No wonder bees are feared, and every 5th person thinks
that they are "deathly allergic" to bee stings. These
same people would run screaming from the first snake
they encountered, and would dial 911 at the sight of
a fox. The only time they see any actual wildlife, it 
is described by a nasal voice saying "Danger, danger
danger" with an Australian accent.


----------



## Great Day (Apr 24, 2004)

jfischer,

Well said!


----------



## Terri (Apr 14, 2003)

When I was about 2, I was stung. When my Mother saw it, and saw how quickly it was swelling, , she remembered the family trait of bee allergies and rushed me to the hospital. Good thing she did: as she was explaining to the receptionist I quit breathing and they had to code me.

Nobody thought, during the excitement, to look for a stinger. 

As an adult, I was told by my allergist that it was yellowjackets that I was allergic too, not honey bees. For this, I am gratefull. 

Allergies can be pretty deadly. If I were Flowergirls neighbor I would move my bees. If I were Flowergirl, I would learn enough to protect myself from them. (In fact, as a child I DID!). I would also try to arrange for at the least a solid fence to make the bees fly up, and if he didn't put one up then *I* would to protect my yard. I would also HOPE that I could get him to move the bees, instead.
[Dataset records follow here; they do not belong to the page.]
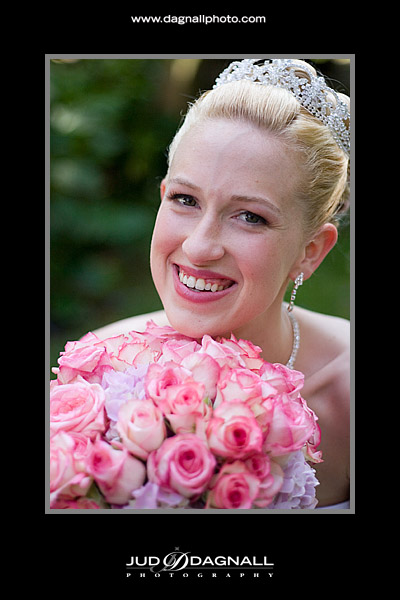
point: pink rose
(141, 427)
(68, 477)
(183, 464)
(77, 504)
(116, 472)
(159, 378)
(233, 487)
(87, 360)
(290, 426)
(205, 370)
(186, 405)
(131, 353)
(224, 354)
(78, 407)
(285, 380)
(241, 385)
(176, 350)
(233, 431)
(249, 353)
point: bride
(250, 202)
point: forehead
(226, 155)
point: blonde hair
(324, 193)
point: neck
(273, 332)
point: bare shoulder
(325, 358)
(325, 340)
(137, 323)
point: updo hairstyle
(324, 193)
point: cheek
(164, 241)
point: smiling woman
(257, 178)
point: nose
(204, 243)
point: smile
(204, 284)
(200, 286)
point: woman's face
(228, 232)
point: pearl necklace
(296, 340)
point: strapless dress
(345, 504)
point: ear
(162, 187)
(316, 250)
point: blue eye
(184, 199)
(252, 219)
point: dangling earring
(297, 283)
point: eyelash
(180, 198)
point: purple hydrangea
(298, 489)
(123, 386)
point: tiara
(312, 92)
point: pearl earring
(297, 283)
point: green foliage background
(111, 121)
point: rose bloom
(249, 353)
(159, 378)
(141, 427)
(186, 406)
(233, 487)
(77, 504)
(68, 477)
(116, 472)
(84, 359)
(270, 485)
(283, 379)
(205, 370)
(233, 431)
(183, 464)
(242, 385)
(290, 427)
(78, 407)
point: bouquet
(159, 420)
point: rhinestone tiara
(312, 93)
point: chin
(195, 327)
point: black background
(86, 553)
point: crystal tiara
(312, 92)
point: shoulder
(324, 341)
(137, 323)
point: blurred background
(111, 121)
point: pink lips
(195, 296)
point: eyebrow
(236, 198)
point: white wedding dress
(340, 505)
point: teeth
(201, 284)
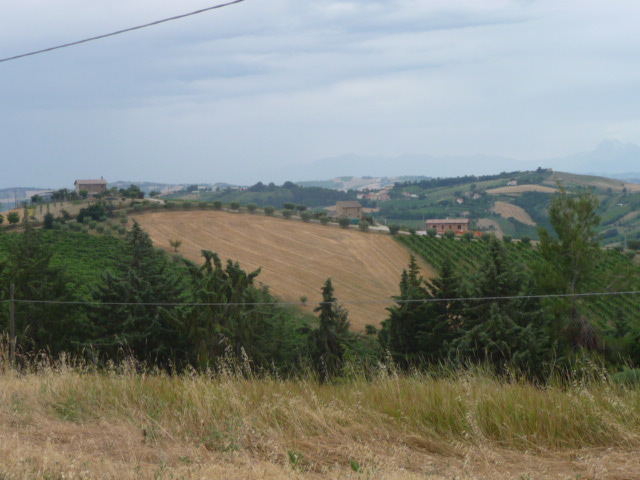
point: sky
(242, 93)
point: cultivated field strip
(296, 257)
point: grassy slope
(70, 423)
(618, 203)
(296, 257)
(615, 272)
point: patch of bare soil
(517, 189)
(296, 257)
(509, 210)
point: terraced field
(296, 257)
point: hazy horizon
(262, 88)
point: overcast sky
(232, 93)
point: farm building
(351, 209)
(456, 225)
(92, 186)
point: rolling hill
(296, 258)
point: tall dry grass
(65, 420)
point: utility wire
(348, 302)
(138, 27)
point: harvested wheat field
(518, 189)
(509, 210)
(296, 257)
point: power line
(138, 27)
(348, 302)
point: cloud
(284, 81)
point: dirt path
(296, 257)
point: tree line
(173, 313)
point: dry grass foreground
(296, 257)
(63, 423)
(509, 210)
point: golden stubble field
(296, 257)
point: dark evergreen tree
(328, 342)
(501, 330)
(423, 321)
(233, 316)
(130, 319)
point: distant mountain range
(611, 158)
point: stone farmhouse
(455, 225)
(350, 209)
(94, 187)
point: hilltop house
(92, 186)
(351, 209)
(455, 225)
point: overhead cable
(348, 302)
(130, 29)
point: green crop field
(615, 273)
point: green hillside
(479, 198)
(615, 273)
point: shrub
(633, 244)
(394, 229)
(344, 222)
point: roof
(100, 181)
(349, 204)
(448, 220)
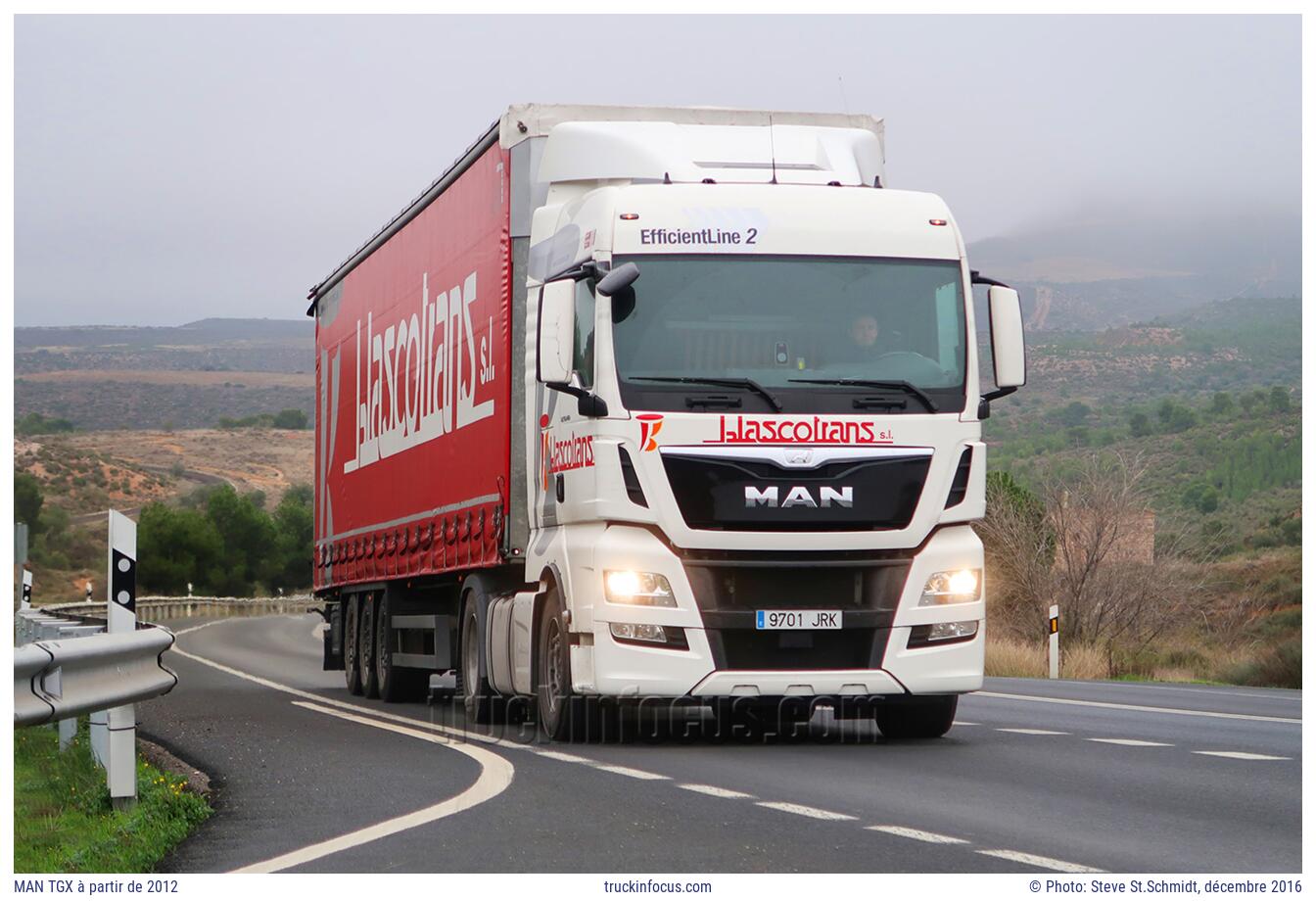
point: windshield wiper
(899, 384)
(724, 383)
Flowergirl and her neighbor BOTH have many choices they could use. The BIGGEST problem that I see in Boston is lack of common sense, actually, on both sides

[This message has been edited by Terri (edited May 01, 2004).]


----------



## BWrangler (Aug 14, 2002)

Greetings,

The public perception of bees that Jim speaks of also impacts that of the beekeeper. People sometimes view a beekeeper with awe, but mostly we are reduced to the wacky or weird. For those who fear the bee, a beekeeper is crazy. That effect hasn't been lost by TV producers who promote their products on fear.

And our assurances to the non-beekeeping public about the bee's gentleness are contradicted by the visual images of us covered with suit, veil and gloves going forth with flaming smoker in hand to work the bees. Such assurances only reinforce this crazy label applied to beekeepers by those who have truely experienced the worst reaction to a bee's sting.

It's often public perception that dictates what laws get passed by our public servants. And beekeepers are definately in the minority regarding their perception of bees. It's a good idea to tread lightly.

Regards
Dennis
When the last parking lot was paved, a wax beekeeper was put on display in the tree museum. And all the children say, "OOOOOHHH" when they see him:> )


----------



## ikeepbees (Mar 8, 2003)

"If any of you kind people who have said that you would recommend that they locate the bees down the street would be willing to speak to my neighbors, I would greatly appreciate it."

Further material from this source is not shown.